We compare the proposed network with other classic networks. From Table 6, the proposed network is the highest of AP, \( AP_{50} \) and \( AP_{S} \). \( AP_{75} \) is 36.6%, second only to 37% in all networks. \( AP_{M} \) is 38.2%, which is only 0.1% lower than the highest 38.3%. Although \( AP_{L} \) is 50.3%, \( AP_{S} \) has improved significantly. And it can effectively balance the detection effect of the network on objects of different sizes.

It compares the detection effect with classic networks. As can be seen from Fig. 6, the loss of SSD information is obvious. In the first image, it does not detect the puppy, and in the fourth image it does not detect the cup. Although Faster-RCNN can detect objects, its false detection is very high. In the first image, the tie is falsely detected many times. In the third image, the front wheel of the motorcycle is falsely detected as a car. In the fourth image, the laptop is falsely detected as tv. The detection effect of ATSS on the second, third and fourth images is ok, but the detection of the first image obviously misses the dog and tie.

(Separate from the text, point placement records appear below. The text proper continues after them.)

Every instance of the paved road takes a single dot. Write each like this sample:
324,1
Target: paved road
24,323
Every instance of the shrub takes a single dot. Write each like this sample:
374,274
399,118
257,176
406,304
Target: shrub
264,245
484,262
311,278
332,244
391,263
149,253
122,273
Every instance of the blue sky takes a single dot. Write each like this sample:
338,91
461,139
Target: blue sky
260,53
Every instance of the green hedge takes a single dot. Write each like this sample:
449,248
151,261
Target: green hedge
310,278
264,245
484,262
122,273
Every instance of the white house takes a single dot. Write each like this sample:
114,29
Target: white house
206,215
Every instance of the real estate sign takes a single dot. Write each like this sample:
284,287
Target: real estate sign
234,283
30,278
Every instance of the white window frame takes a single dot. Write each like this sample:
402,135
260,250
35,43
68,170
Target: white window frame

Although PAA has high detection accuracy, its detection frame redundancy is also high. The proposed method can not only accurately detect objects in images, but also has low missed detection and redundancy rates.

Fig. 7
figure 7

Qualitative results of MFANet. This model achieves 34.2% in AP. All images have the confidence threshold set to 0.3

It tests the detection effect of the proposed method. As can be seen from Fig. 7, only a dog in the picture, the network can accurately detect the object. When multiple objects in the picture, it can also separate different objects well, such as a person riding a horse. In road traffic scenes, it can detect dense vehicles and traffic lights. In dimly lit scenes, it can also detect cup. In an incomplete picture, it can detect a motorcycle based on a wheel. It is not difficult to see that the proposed method has completed the task of accurate object detection and has an excellent identification effect at the edge.

5 Conclusion

In this paper, we propose the MFANet. The core modules of the network are as follows: multi-scale feature fusion and attention mechanism modules. The feature maps of different sizes are effectively fused in the two dimensions of space and channel. And it realizes channel attention learning of local cross-channel interaction without dimensionality reduction.

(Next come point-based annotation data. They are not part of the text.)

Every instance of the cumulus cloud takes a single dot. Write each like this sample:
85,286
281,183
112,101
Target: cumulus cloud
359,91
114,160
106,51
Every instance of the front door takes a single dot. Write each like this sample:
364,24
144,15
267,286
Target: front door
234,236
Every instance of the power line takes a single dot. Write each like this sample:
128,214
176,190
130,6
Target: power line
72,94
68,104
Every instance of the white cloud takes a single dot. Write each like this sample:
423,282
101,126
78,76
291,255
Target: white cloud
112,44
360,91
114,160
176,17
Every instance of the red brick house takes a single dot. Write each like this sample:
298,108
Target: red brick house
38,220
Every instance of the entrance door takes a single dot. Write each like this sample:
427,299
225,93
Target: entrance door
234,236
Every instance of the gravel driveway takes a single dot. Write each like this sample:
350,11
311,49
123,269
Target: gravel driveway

Based on the same configuration and platform, it verifies the excellent performance of the proposed algorithm. Under the premise of the same configuration, our algorithm improves 1.5% AP, 2.9%\( AP_{50} \), 1.8%\( AP_{75} \) , 2.6%\( AP_{S} \), 1.4%\( AP_{M} \) and 0.5%\( AP_{L} \), respectively. In future work, we will investigate how feature fusion differs in channel dimension and spatial dimension. We will also explore their respective effects on the detection accuracy of objects of different sizes.